Mixtral is a mystery to me. How in the world is that team on par with/beating GO...

n2d4 · on Dec 19, 2023

Mixtral is on-par with Gemini Pro, not Gemini Ultra (and even there it is further behind Gemini Pro than Gemini Pro is behind GPT 3.5). But to directly answer your question, they are quite well-funded, having raised over $700mil to date. I definitely wouldn't count them out.

coder543 · on Dec 19, 2023

Mixtral ranks higher than Gemini Pro on the (subjective) Chatbot Arena Leaderboard: https://huggingface.co/spaces/lmsys/chatbot-arena-leaderboar...

Where are you seeing that it is "further behind Gemini Pro than Gemini Pro is behind GPT 3.5"?

jsnell · on Dec 19, 2023

Presumably in the very article this HN submission is for (https://arxiv.org/pdf/2312.11444.pdf), table 1.

coder543 · on Dec 19, 2023

Mixtral is missing in half of the benchmarks in that paper. Hardly conclusive. It’s also common knowledge that these benchmarks have a lot of issues[0]. A good litmus test, but not a substitute for actually seeing how the models do in the real world.

On the topic of “hardly conclusive” things, Gemini Pro literally told me just a few minutes ago[1] that the Avatar movies did not have humans in them. There was no funny business in the prompting. At least Mixtral knows that Avatar has humans in it. Most of Gemini Pro’s responses have been fine, but not exceptional.

[0]: one random article talking about these issues: https://www.surgehq.ai//blog/hellaswag-or-hellabad-36-of-thi...

[1]: https://i.imgur.com/En37EJD.png

euazOn · on Dec 19, 2023

Gemini Ultra is not out yet. With the same logic, you could compare an unreleased Mistral model with Gemini Ultra.

n2d4 · on Dec 19, 2023

Right. I'm just pointing out that comparing one model with a distilled version of another and then making broad statements about the companies behind them isn't really useful.

Surely you could make a comparison of two unreleased models, but it wouldn't be interesting because you don't have any real data (and benchmarks don't really mean anything).

jstummbillig · on Dec 19, 2023

Debating the usefulness of hn commentary is a somewhat philosophical issue, but I think it's entirely fair to draw parallels between what is, not what might be.

Gemini Ultra is self-evidently not ready for production.

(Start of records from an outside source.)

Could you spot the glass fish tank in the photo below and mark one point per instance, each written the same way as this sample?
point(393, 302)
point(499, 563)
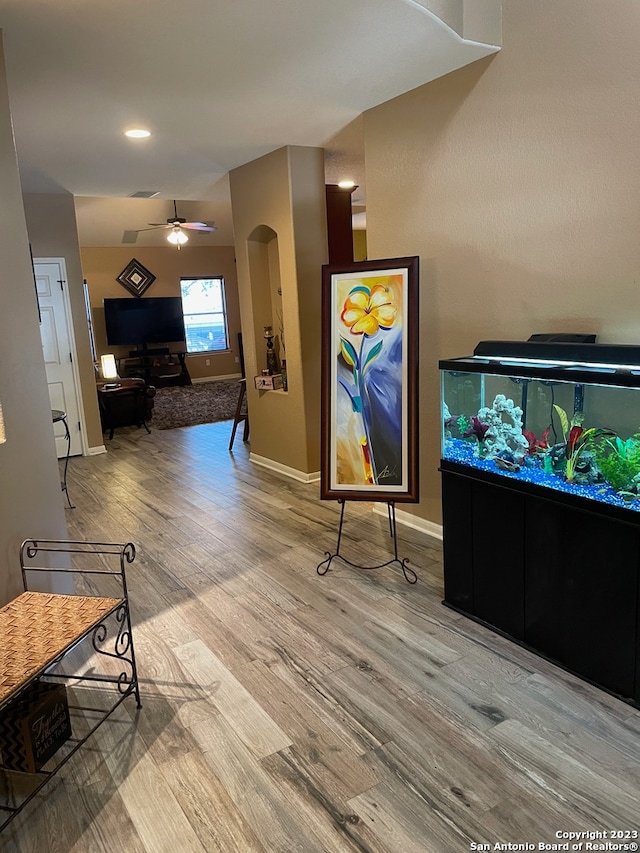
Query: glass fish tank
point(562, 416)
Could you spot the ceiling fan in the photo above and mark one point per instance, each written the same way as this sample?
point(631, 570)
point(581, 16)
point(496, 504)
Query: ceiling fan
point(174, 225)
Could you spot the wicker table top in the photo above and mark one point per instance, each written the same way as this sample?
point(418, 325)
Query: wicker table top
point(37, 627)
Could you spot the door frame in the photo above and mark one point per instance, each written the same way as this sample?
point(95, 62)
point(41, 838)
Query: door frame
point(66, 298)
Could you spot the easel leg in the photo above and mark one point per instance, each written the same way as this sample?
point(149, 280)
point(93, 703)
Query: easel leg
point(409, 575)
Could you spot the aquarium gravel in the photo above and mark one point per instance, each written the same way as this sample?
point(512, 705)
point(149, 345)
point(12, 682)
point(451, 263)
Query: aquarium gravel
point(466, 453)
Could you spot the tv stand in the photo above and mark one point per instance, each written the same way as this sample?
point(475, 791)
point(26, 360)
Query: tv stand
point(158, 366)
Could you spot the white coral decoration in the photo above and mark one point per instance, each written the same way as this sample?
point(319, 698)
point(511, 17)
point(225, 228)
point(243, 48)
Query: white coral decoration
point(505, 429)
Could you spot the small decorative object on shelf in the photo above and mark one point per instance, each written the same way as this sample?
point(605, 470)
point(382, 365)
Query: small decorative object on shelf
point(272, 358)
point(270, 382)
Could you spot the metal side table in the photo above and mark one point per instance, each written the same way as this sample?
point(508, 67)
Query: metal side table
point(58, 416)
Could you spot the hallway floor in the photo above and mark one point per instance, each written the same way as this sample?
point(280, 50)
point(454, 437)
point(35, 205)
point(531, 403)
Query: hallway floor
point(283, 711)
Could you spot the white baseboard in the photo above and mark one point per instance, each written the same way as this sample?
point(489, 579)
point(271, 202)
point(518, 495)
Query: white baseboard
point(199, 379)
point(95, 451)
point(410, 520)
point(300, 476)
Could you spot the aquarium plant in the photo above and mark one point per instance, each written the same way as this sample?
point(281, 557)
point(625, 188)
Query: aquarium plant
point(569, 458)
point(619, 463)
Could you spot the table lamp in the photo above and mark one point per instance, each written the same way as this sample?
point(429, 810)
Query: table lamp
point(108, 369)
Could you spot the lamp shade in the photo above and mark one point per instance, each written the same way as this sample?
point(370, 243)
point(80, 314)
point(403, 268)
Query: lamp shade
point(108, 366)
point(177, 236)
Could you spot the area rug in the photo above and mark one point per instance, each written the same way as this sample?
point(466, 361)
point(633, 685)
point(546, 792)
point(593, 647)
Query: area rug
point(187, 405)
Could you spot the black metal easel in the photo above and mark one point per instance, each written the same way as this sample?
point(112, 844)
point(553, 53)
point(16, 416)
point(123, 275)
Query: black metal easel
point(409, 575)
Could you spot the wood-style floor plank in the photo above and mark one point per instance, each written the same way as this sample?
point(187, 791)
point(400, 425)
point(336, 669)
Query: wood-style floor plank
point(284, 711)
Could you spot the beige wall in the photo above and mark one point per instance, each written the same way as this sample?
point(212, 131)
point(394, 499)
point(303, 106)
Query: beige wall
point(285, 192)
point(53, 233)
point(517, 182)
point(31, 503)
point(102, 266)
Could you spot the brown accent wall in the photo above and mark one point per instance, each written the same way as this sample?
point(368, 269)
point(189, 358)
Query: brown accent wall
point(517, 182)
point(101, 266)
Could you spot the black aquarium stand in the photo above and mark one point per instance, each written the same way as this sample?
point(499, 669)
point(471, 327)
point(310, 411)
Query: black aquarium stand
point(554, 572)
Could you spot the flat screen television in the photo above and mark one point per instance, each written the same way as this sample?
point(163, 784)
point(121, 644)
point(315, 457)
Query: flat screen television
point(138, 322)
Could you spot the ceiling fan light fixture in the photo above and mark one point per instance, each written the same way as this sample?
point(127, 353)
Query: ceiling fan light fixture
point(177, 236)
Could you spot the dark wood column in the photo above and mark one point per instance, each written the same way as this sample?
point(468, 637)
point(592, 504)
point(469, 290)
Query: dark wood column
point(339, 225)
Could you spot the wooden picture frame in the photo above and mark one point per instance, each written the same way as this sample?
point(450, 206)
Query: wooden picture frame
point(370, 381)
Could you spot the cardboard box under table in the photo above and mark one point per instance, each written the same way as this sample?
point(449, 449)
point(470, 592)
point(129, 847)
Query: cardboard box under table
point(35, 630)
point(33, 728)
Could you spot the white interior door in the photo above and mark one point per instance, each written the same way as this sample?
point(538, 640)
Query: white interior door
point(57, 346)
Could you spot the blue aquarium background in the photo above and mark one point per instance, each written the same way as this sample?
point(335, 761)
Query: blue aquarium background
point(577, 438)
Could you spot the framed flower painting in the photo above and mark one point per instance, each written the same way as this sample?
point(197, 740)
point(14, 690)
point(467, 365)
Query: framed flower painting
point(370, 380)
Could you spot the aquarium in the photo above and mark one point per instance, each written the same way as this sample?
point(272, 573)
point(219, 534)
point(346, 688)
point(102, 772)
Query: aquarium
point(562, 416)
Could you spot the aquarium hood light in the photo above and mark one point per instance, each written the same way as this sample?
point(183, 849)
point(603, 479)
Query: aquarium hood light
point(590, 365)
point(553, 353)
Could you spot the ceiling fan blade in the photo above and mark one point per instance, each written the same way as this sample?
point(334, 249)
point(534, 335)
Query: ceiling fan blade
point(198, 226)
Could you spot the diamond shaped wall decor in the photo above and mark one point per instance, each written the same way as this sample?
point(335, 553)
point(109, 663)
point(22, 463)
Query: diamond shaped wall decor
point(136, 278)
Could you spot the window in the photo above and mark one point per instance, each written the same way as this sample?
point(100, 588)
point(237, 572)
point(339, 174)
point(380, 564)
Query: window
point(205, 314)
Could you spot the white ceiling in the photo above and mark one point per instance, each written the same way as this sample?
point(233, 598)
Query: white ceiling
point(218, 83)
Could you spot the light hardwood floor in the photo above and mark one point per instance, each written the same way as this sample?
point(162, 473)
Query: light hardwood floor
point(284, 711)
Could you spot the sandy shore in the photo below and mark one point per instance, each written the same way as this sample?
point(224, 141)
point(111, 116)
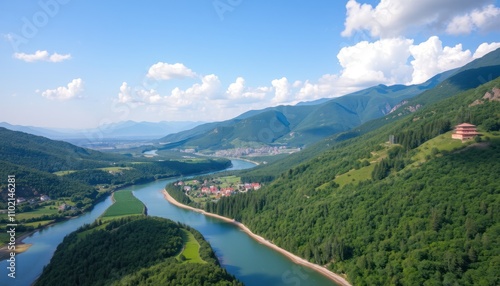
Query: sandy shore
point(327, 273)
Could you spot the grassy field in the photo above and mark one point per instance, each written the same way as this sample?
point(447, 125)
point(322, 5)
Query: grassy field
point(229, 181)
point(125, 204)
point(115, 169)
point(191, 251)
point(62, 173)
point(39, 223)
point(355, 176)
point(46, 210)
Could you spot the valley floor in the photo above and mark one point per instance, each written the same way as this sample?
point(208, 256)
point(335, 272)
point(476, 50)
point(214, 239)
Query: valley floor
point(327, 273)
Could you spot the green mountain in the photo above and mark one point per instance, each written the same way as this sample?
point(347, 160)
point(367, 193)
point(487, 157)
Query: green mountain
point(134, 251)
point(299, 125)
point(60, 169)
point(421, 211)
point(456, 82)
point(305, 124)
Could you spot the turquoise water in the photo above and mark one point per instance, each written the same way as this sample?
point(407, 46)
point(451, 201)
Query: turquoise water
point(250, 261)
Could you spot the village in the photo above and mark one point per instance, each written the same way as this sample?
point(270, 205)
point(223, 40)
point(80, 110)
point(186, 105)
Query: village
point(216, 188)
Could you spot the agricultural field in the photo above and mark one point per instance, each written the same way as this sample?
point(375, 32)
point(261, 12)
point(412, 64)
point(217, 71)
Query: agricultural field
point(191, 250)
point(125, 204)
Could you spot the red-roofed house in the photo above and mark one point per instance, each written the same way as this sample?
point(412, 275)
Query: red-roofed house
point(465, 131)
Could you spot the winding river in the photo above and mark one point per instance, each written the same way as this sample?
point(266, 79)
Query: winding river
point(248, 260)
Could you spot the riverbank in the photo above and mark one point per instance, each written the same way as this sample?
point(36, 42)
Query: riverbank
point(325, 272)
point(20, 246)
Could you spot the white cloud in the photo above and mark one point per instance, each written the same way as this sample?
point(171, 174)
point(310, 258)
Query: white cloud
point(431, 58)
point(369, 63)
point(485, 48)
point(392, 18)
point(165, 71)
point(124, 96)
point(239, 93)
point(282, 89)
point(479, 19)
point(384, 61)
point(72, 90)
point(42, 56)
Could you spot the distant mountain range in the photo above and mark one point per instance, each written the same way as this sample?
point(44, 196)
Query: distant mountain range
point(306, 123)
point(121, 130)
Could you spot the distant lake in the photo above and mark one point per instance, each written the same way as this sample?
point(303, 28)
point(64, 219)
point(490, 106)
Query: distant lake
point(250, 261)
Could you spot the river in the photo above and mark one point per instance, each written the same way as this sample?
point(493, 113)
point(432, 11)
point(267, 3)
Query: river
point(248, 260)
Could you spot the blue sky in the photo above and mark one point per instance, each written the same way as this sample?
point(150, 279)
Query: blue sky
point(79, 64)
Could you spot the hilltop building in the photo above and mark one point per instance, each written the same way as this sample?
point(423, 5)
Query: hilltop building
point(465, 131)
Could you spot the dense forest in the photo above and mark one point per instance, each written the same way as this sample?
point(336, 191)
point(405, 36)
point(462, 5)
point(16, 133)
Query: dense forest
point(132, 251)
point(430, 222)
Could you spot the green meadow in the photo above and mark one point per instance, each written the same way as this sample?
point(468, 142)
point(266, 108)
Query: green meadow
point(125, 204)
point(191, 251)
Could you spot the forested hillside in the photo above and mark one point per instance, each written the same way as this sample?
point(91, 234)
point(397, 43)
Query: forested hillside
point(132, 251)
point(421, 215)
point(480, 71)
point(55, 180)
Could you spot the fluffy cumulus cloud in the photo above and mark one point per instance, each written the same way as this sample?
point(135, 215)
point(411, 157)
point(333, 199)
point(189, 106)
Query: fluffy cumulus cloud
point(382, 61)
point(485, 48)
point(431, 58)
point(239, 93)
point(486, 18)
point(282, 90)
point(392, 18)
point(165, 71)
point(42, 56)
point(72, 90)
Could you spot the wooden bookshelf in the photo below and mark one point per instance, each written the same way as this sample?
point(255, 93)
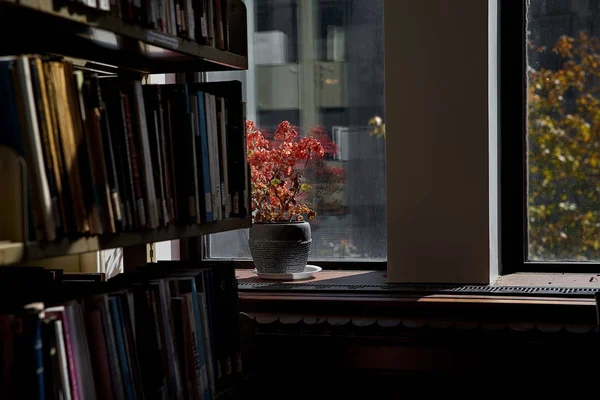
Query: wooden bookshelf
point(97, 36)
point(13, 253)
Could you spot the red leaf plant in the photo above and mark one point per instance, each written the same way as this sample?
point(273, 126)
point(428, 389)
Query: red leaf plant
point(277, 170)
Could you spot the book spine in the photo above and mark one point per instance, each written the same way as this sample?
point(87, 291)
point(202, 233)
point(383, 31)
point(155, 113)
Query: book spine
point(135, 165)
point(120, 341)
point(199, 368)
point(218, 24)
point(225, 14)
point(166, 174)
point(195, 202)
point(214, 159)
point(109, 159)
point(45, 226)
point(222, 139)
point(66, 195)
point(210, 19)
point(170, 160)
point(205, 156)
point(45, 134)
point(190, 20)
point(63, 361)
point(142, 135)
point(130, 163)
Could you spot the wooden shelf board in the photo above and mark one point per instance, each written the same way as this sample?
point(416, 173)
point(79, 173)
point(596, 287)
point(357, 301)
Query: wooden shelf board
point(13, 253)
point(97, 36)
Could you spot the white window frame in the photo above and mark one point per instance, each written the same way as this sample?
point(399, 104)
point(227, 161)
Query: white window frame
point(441, 149)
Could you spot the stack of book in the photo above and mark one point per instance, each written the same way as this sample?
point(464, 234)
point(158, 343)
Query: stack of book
point(105, 155)
point(157, 333)
point(202, 21)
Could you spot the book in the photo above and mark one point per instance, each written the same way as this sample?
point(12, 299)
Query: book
point(65, 385)
point(141, 130)
point(218, 24)
point(149, 334)
point(170, 157)
point(45, 126)
point(155, 134)
point(109, 155)
point(202, 144)
point(195, 161)
point(75, 371)
point(222, 155)
point(104, 216)
point(45, 227)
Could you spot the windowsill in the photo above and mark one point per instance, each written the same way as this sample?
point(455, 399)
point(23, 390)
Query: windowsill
point(353, 294)
point(365, 277)
point(549, 279)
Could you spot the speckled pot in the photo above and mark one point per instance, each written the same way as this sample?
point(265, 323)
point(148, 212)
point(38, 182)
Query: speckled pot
point(280, 248)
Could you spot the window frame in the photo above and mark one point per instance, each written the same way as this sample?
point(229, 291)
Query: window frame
point(513, 148)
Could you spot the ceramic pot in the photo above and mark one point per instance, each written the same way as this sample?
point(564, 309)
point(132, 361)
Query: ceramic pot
point(280, 248)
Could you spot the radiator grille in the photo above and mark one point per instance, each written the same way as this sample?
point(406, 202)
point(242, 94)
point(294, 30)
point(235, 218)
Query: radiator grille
point(426, 289)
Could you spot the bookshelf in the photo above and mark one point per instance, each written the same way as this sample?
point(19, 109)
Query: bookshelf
point(13, 253)
point(94, 156)
point(95, 36)
point(104, 43)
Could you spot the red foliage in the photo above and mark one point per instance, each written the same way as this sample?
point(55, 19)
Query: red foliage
point(276, 172)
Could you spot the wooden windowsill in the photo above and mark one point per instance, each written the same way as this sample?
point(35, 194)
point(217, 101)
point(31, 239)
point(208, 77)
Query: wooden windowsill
point(561, 310)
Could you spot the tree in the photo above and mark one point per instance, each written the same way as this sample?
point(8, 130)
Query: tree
point(563, 155)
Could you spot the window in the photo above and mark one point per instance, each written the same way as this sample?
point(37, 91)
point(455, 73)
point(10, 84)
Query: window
point(551, 141)
point(319, 64)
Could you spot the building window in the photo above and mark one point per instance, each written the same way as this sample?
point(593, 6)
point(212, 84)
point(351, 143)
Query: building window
point(319, 64)
point(552, 142)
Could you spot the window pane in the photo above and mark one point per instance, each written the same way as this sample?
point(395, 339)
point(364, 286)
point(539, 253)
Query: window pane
point(319, 65)
point(563, 130)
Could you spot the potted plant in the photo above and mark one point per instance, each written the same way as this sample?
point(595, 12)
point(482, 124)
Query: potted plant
point(280, 237)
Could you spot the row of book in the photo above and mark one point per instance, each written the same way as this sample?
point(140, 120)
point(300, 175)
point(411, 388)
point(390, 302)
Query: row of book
point(166, 331)
point(106, 155)
point(202, 21)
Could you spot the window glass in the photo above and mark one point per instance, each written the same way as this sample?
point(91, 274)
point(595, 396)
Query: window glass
point(563, 130)
point(319, 65)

What the issues are? Who knows, but in a game that as of right now is mostly about reducing the amount of brute force required, something as "simple" as not being efficient enough is actually not something to gloss over. If your engines entire stick is having the greatest graphics but you can't make it run at acceptable fps, well, then it's not actually a usable product.

A LLM that is not actually released could very well be in a comparably dire state and fixing it while also delivering on the promised performance might be entirely non-trivial.

sp332 · on Dec 19, 2023

Mistral “Medium” is available (in beta, via API) and should give better results than the “Small” mixtral model.

carterschonwald · on Dec 19, 2023

My understanding, however fuzzy, is that all the safety/politeness tuning results in models that are at times less likely to give accurate responses. That said, I suspect that either way both types of models largely give similar answers for soft questions aside from those politeness and safety things

cfiggers · on Dec 19, 2023

There's a survivorship bias going on here. You've never heard of the thousands of teams out there that are Mistral's size but AREN'T getting results that compete on the global stage, but they do exist. But you've heard of Google, whether they're getting it right or not.

paxys · on Dec 19, 2023

"Thousands of teams" is a vast exaggeration. A tiny handful of companies out there have received funding to the tune of a billion dollars for model training like Mixtral. All of them have researchers with loaded resumes, and most are producing stuff of value. The thousands of other startups in the ecosystem are then taking these APIs and adding trivial abstractions on top.

pixl97 · on Dec 19, 2023

I wonder how much GPU compute time is effectively being discarded by these companies as the results turn out to be garbage?

moffkalast · on Dec 19, 2023

Mistral.AI was founded by three people from Deepmind, they're beating Google because Google no longer has them.

guyomes · on Dec 19, 2023

Slight correction, Mistral.AI was funded by two people from Meta (Guillaume Lample, Timothée Lacroix) and one from Deepmind (Arthur Mensch).

For new technologies, what matters most might be the universities where people are from, rather than the companies. The founders of Google graduated from Stanford. The founders of Mistra AI graduated from École Polytechnique and École Normale Supérieure, that are renowned in France, notably for their scientific formations.

paxys · on Dec 19, 2023

Same as OpenAI, Anthropic, Cohere, Adept and hundreds of other small-mid sized AI startups. When the dust settles and the space gets more mature the exodus from Google Brain/Deepmind over the last few years will be considered this generation's Fairchild moment.

bitshiftfaced · on Dec 19, 2023

I wonder if Google sees MoE as a sort of local maxima, and so they tried a different path hoping it might outperform it.